After the Comanches attacked the mission, word went down the line from the north frontier back to Mexico about the harrowing attack and the brutality of these Indians. Parrilla, in his fort, had asked soldiers from neighboring forts to come and help staff and strengthen the security of his location three times, to no avail. He even asked the Viceroy in Mexico City to send order for the other northern presidios to send San Saba fort assistance.
No one would come help man the fort.
This attack on San Saba filled New Spain with first terror, and then fury, and then a collective hunger for vengeance. The Viceroy helped provide Parrilla with 600 well-geared and rationed soldiers to go out and enact revenge on Comanches, a unit that marched north in August of 1758, and in short advance, came across a village of Tonkawa Indians- enemies of the Comanche, but as Indians, objects of Parrilla’s ire nonetheless- and attacked it, killing 75 and taking captives to be sent back to San Antonio for conversion and subversion.
Parrilla marched on, and in time came across a Comanche settlement near the Red River, northwest of today’s Fort Worth, full of the warriors and their allies- including some Osage, with whom the Comanche were at war. After short deliberation, Parrilla commanded his men to attack the enemy, which his Spanish regulars obeyed, but most of his mercenary army rejected and instead, decided to run away in panic.
Parrilla escaped the affair, but his supplies and livestock ended up in Comanche hands.

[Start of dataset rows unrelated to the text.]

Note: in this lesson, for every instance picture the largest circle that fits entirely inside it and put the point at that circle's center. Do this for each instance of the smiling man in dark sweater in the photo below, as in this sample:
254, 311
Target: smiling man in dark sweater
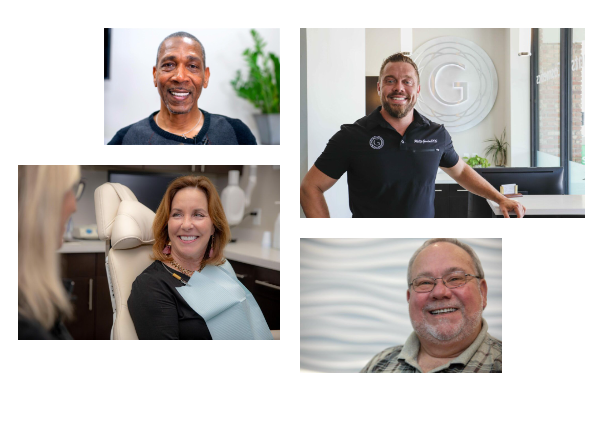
180, 75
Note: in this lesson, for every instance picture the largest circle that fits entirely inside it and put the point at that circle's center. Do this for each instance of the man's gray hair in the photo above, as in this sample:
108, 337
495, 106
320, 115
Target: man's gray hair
473, 255
182, 34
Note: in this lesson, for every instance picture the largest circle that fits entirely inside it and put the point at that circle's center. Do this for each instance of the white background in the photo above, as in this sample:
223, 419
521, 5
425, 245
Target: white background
130, 95
353, 300
554, 326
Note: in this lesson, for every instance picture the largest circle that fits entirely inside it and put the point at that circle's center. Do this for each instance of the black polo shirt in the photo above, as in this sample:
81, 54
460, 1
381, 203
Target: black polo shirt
388, 174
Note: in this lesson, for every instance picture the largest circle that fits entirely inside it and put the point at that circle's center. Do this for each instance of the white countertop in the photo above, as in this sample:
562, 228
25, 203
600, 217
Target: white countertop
82, 246
246, 252
547, 205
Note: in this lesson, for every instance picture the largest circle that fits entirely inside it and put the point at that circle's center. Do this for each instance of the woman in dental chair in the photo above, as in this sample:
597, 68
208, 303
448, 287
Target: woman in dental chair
190, 291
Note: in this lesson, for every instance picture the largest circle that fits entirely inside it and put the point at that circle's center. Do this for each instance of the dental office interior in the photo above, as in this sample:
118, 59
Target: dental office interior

Parrilla returned to Mexico City to face court-martial.
Spain, the recent and ruling world power, had faced its first true military defeat in the New World in a humiliating fashion to an unknown collective of powerful and unpredictable Native Indians.
And this is how the Spanish in New Spain first came to experience the frightening might of Comanches in its northern territory, and this is also how New Spaniards developed a renewed and deep anger at the Apaches, who had already created so many problems for them in the northern frontier, and then in this one episode, had baited them to become the Comanche focus as the Apache scrabbled south, into New Spanish territory, hunting for a new homeland.
Between 1760 and 1810, New Spain would struggle heavily with how to manage the Indian issue, which was, in other terms, how to deal with the Apache and Comanches. These two tribes were both composed of nomadic raiders who reeked havoc on Spanish settlements all over norhtern New Spain during this period, making the northern frontier largely uninhabitable for much of that time.
Except in New Mexico, within a decade of when Anza became the territory’s military governor in 1777.
Already established as a key trading hub for peoples living in the northern frontier, New Mexico would resume its role as the main meeting place of Southwestern traders AFTER Anza steps in and works his plan for stabilizing the region.
His plan, which involved the unheard of approach of attacking the Comanches on their own lands- and then dominating them enough to force them into a compact with Spain which was focused on mutual trade, mutual respect, and defeating a mutual enemy in the shifty Apaches, somehow, miraculously, worked.